1. Wat betekent Kansfonds voor jou?
‘Van huis uit ben ik opgegroeid met de katholieke kerk. En Kansfonds deelt daar een belangrijke missie mee. Het omzien naar anderen, naar de mensen zonder een thuis, zonder vangnet. Barmhartigheid is een kernwaarde waar ook ik zo goed mogelijk invulling aan geef. Toen ik werd gevraagd om voorzitter te worden van Kansfonds, twijfelde ik dan ook geen moment. Het jasje zit me als gegoten.’
2. Waar ben je trots op?
‘In mijn tijd bij Kansfonds heb ik mooie dingen zien gebeuren. Zoals de oprichting van Fonds Franciscus, waarmee we inloophuizen steunen. De financiële hulp die we mensen bieden, zonder ingewikkelde voorwaarden of bureaucratie; een benadering die ons ook kritisch naar onze eigen laagdrempeligheid liet kijken. En natuurlijk onze reactie tijdens de eerste golf van corona. Hoe snel we toen in actie zijn gekomen voor de mensen die dat ’t hardst nodig hadden. Daar ben ik allemaal ontzettend trots op.’
3. Heb je ervaring met de doelgroep waar Kansfonds voor werkt?
‘In 2015 liep ik een sociale stage via het Bisdom Roermond. Dat was een echte eyeopener. Ik liep bijvoorbeeld mee bij inloophuizen en ex-gedetineerden. Door de verhalen die ik hoorde realiseerde ik me dat je leven echt in één klap kan veranderen. Een scheiding, ontslag, een slopende ziekte: het kan ervoor zorgen dat je alles kwijtraakt. We gaan er in Nederland van uit dat iedereen goed voor zichzelf kan zorgen. Maar dat kan niet iedereen. “Iedereen moet meedoen?” Het klinkt mooi. Maar wat mij betreft veranderen we het in “Iedereen moet meetellen”.’

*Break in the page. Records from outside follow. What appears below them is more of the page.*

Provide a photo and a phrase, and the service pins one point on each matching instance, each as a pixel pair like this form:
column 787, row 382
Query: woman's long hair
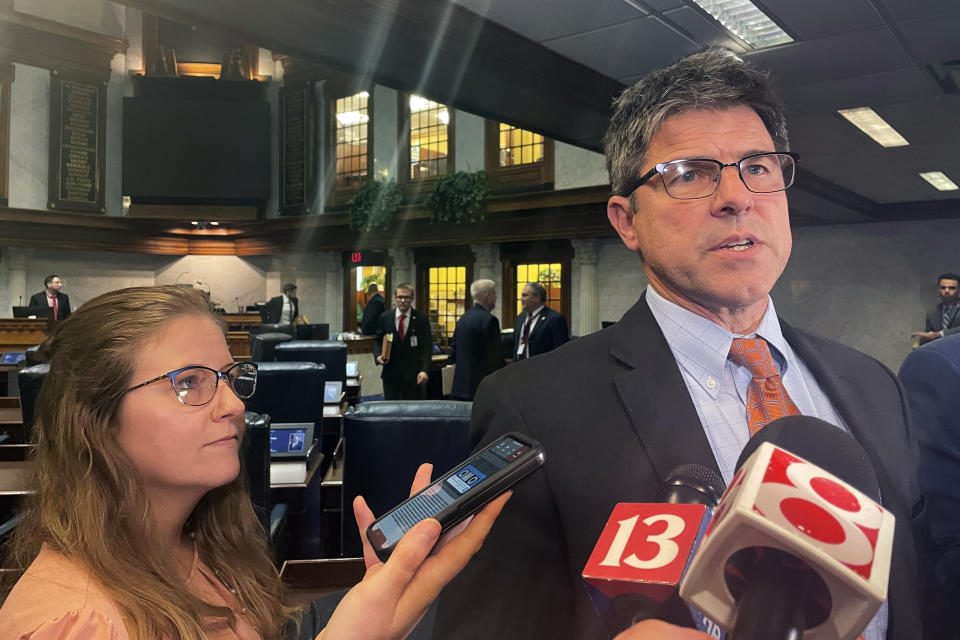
column 90, row 504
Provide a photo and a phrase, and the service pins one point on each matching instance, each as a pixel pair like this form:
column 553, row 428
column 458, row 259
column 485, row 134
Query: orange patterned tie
column 767, row 400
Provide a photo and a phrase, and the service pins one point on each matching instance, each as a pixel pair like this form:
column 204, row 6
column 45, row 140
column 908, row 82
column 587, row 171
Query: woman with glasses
column 141, row 526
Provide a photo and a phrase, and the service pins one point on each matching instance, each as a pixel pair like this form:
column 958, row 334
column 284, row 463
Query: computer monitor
column 39, row 312
column 290, row 440
column 13, row 357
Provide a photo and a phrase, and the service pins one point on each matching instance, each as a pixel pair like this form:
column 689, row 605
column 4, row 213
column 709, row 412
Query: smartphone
column 461, row 492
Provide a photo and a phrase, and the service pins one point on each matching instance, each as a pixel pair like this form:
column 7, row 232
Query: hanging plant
column 459, row 197
column 375, row 205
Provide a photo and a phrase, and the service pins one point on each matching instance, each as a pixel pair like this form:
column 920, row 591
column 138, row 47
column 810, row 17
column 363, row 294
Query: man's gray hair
column 538, row 289
column 480, row 289
column 712, row 79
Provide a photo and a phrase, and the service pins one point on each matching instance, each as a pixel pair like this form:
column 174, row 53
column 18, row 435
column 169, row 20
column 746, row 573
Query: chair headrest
column 412, row 409
column 275, row 368
column 313, row 345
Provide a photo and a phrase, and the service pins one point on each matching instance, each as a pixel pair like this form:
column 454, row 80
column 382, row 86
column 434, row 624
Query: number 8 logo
column 824, row 510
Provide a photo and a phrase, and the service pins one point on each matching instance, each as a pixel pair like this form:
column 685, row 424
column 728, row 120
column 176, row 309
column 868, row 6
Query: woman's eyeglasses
column 196, row 385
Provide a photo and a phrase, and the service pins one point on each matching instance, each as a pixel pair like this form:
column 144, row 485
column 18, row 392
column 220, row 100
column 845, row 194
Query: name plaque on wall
column 77, row 140
column 297, row 178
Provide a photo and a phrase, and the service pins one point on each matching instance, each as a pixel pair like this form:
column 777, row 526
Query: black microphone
column 802, row 542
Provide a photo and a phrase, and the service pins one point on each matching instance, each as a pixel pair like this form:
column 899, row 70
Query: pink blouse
column 58, row 599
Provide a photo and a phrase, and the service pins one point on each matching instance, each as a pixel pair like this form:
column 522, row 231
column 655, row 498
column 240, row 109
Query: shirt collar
column 701, row 346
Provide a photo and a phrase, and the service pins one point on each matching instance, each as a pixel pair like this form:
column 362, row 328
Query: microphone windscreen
column 823, row 445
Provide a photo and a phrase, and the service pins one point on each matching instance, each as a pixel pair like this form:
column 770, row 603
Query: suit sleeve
column 931, row 381
column 561, row 332
column 425, row 342
column 516, row 587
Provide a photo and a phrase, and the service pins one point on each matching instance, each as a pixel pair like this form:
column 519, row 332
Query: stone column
column 403, row 271
column 332, row 265
column 588, row 307
column 486, row 263
column 17, row 260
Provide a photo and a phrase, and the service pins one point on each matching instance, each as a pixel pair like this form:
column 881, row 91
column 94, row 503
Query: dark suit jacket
column 274, row 308
column 476, row 351
column 63, row 303
column 935, row 319
column 547, row 334
column 614, row 417
column 405, row 359
column 931, row 376
column 371, row 313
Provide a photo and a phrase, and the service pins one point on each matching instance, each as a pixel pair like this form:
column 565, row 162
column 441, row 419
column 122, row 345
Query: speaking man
column 51, row 297
column 944, row 319
column 476, row 342
column 699, row 163
column 538, row 328
column 405, row 371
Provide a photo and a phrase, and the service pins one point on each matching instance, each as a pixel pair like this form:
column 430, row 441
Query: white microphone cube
column 778, row 500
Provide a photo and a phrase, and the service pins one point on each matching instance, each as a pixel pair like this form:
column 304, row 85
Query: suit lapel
column 655, row 396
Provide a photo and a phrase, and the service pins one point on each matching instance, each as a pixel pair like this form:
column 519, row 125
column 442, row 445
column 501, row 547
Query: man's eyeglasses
column 700, row 177
column 196, row 386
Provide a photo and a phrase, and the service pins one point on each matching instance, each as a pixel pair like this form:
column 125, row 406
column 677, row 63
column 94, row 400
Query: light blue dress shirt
column 718, row 387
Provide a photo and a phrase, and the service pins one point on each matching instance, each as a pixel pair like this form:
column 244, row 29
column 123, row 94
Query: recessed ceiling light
column 868, row 121
column 747, row 21
column 939, row 180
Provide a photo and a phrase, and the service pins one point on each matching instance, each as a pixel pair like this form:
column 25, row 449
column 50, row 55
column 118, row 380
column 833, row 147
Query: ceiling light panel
column 745, row 19
column 939, row 180
column 868, row 121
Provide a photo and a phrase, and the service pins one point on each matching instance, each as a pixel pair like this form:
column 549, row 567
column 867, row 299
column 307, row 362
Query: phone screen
column 466, row 478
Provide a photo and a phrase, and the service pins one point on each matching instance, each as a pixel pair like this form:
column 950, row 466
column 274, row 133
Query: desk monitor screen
column 290, row 440
column 39, row 312
column 332, row 391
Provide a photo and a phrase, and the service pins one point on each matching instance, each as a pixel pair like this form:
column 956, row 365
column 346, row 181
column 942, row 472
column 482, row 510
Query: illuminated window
column 519, row 146
column 352, row 137
column 549, row 276
column 447, row 291
column 429, row 138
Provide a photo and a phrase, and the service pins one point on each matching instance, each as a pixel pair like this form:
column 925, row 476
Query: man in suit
column 476, row 342
column 373, row 309
column 944, row 319
column 405, row 372
column 539, row 328
column 51, row 297
column 931, row 376
column 618, row 409
column 282, row 309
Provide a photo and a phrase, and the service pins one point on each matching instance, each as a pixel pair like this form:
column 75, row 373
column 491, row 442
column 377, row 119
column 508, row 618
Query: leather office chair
column 331, row 353
column 33, row 355
column 272, row 328
column 289, row 392
column 262, row 345
column 385, row 442
column 30, row 380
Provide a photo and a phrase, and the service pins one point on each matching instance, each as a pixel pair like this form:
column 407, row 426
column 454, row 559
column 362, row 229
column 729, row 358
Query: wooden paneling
column 16, row 334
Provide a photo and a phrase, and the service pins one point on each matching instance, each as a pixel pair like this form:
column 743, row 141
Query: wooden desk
column 241, row 321
column 238, row 342
column 16, row 334
column 15, row 478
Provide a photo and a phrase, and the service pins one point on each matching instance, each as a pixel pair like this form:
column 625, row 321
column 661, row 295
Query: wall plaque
column 297, row 170
column 77, row 143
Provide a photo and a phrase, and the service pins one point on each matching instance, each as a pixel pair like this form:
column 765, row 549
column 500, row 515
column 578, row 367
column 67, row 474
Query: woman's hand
column 393, row 596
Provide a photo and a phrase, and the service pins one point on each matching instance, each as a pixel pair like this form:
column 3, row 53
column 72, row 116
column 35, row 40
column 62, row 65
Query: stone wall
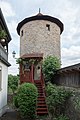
column 37, row 37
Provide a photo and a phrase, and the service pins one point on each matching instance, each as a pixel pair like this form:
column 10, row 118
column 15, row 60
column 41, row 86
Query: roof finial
column 39, row 10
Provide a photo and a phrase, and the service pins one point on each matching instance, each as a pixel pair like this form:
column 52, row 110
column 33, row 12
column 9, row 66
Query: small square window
column 48, row 27
column 21, row 33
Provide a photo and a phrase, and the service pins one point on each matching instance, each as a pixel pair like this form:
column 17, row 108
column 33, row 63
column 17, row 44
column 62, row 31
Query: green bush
column 49, row 67
column 61, row 117
column 16, row 101
column 26, row 100
column 56, row 98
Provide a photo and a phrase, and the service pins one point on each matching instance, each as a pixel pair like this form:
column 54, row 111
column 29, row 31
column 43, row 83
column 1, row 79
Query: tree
column 49, row 67
column 13, row 82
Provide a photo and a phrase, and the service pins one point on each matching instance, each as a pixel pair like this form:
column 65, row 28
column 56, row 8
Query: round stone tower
column 40, row 34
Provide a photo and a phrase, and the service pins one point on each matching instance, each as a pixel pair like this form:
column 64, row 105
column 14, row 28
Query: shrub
column 49, row 67
column 26, row 99
column 56, row 98
column 61, row 117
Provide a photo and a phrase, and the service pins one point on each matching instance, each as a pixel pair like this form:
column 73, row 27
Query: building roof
column 32, row 55
column 3, row 24
column 40, row 16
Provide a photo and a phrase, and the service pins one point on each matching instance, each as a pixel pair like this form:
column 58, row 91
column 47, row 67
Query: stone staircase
column 41, row 102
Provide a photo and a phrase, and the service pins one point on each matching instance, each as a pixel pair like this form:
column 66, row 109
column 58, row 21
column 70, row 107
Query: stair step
column 42, row 113
column 41, row 104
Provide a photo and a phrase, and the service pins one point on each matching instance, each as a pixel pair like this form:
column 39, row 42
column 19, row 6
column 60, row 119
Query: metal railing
column 3, row 53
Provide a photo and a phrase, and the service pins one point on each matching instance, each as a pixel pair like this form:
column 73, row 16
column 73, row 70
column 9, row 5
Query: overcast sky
column 68, row 11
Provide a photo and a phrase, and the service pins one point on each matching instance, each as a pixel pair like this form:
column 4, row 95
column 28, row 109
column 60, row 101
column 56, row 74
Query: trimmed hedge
column 26, row 100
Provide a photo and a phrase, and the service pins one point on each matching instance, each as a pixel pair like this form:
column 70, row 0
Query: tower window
column 21, row 33
column 48, row 27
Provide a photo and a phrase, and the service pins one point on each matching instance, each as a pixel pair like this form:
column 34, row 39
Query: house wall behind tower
column 38, row 38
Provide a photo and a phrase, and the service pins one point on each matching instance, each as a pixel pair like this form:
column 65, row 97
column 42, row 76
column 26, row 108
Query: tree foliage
column 13, row 82
column 49, row 67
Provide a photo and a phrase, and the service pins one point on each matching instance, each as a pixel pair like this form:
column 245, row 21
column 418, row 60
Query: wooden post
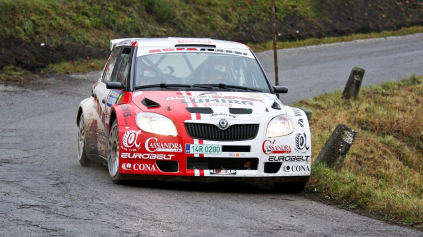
column 352, row 88
column 336, row 147
column 275, row 51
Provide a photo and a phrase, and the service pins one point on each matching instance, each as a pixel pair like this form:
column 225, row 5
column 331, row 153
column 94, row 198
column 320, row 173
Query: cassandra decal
column 269, row 147
column 146, row 156
column 152, row 145
column 129, row 141
column 301, row 143
column 296, row 168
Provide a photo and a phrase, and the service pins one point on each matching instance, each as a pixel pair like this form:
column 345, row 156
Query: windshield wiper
column 224, row 86
column 163, row 85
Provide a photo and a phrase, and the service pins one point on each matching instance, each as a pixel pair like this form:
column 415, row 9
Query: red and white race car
column 192, row 109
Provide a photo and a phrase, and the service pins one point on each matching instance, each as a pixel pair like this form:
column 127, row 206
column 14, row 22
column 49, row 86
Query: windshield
column 196, row 69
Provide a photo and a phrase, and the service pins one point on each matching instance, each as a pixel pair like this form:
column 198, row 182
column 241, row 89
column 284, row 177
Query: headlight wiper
column 163, row 85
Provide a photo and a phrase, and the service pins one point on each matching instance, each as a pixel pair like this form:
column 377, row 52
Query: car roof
column 173, row 42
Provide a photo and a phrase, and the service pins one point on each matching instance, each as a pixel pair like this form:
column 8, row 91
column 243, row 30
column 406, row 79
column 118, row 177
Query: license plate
column 224, row 172
column 203, row 149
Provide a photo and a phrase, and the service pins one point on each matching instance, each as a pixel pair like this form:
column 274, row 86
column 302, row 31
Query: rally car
column 192, row 109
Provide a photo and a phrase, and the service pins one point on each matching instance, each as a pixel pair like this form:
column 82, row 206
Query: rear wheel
column 113, row 153
column 82, row 156
column 290, row 187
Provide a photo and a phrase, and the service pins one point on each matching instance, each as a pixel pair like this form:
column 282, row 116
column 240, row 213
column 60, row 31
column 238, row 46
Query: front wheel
column 113, row 153
column 290, row 187
column 82, row 156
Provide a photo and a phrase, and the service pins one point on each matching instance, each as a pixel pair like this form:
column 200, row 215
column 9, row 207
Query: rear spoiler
column 114, row 42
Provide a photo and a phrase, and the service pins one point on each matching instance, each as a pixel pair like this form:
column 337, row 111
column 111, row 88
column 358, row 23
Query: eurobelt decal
column 114, row 97
column 146, row 156
column 216, row 99
column 152, row 145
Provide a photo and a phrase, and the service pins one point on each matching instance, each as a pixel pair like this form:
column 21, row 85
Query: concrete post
column 352, row 88
column 337, row 147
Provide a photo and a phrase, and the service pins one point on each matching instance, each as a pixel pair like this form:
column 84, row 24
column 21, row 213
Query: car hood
column 181, row 106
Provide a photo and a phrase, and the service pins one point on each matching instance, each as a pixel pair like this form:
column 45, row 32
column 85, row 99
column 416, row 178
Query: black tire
column 290, row 187
column 82, row 155
column 113, row 162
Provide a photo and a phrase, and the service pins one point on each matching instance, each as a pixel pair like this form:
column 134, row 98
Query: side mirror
column 280, row 89
column 114, row 85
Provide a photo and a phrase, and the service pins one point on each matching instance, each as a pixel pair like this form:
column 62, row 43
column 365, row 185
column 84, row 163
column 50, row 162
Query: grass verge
column 383, row 171
column 329, row 40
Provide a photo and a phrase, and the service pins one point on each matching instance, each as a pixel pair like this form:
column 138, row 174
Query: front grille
column 222, row 163
column 236, row 132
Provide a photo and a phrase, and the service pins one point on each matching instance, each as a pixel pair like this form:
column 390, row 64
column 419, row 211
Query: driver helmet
column 148, row 75
column 217, row 72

4. Wat vind je van de nieuwe koers van Kansfonds, met de focus op thuisgeven?
‘Daar sta ik volledig achter. Zorgen voor een thuis, zodat mensen in kwetsbare situaties niet buitengesloten raken. Dat is de basis. Het gevoel van “in de palm van mijn hand ben je veilig”, daar zijn mensen altijd naar op zoek. Want als ze daar eenmaal zijn, kunnen ze het leven beter aan.’
5. Hoe zie jij de toekomst van Kansfonds?
‘Kansfonds bestaat nu 65 jaar. En heeft zich in al die jaren steeds opnieuw uitgevonden. Eerst samen met de KRO, toen zelfstandiger onder een nieuwe naam, en nu met een vernieuwde focus. En dat alles samen met onze partners, want met elkaar bereik je meer dan alleen. Wij hoeven zelf ook niet te shinen, laat onze projecten dat maar doen. Die gaan uit van het beste in de mens. Dat is echte warmte. Ik ben zeer hoopvol over de toekomst.’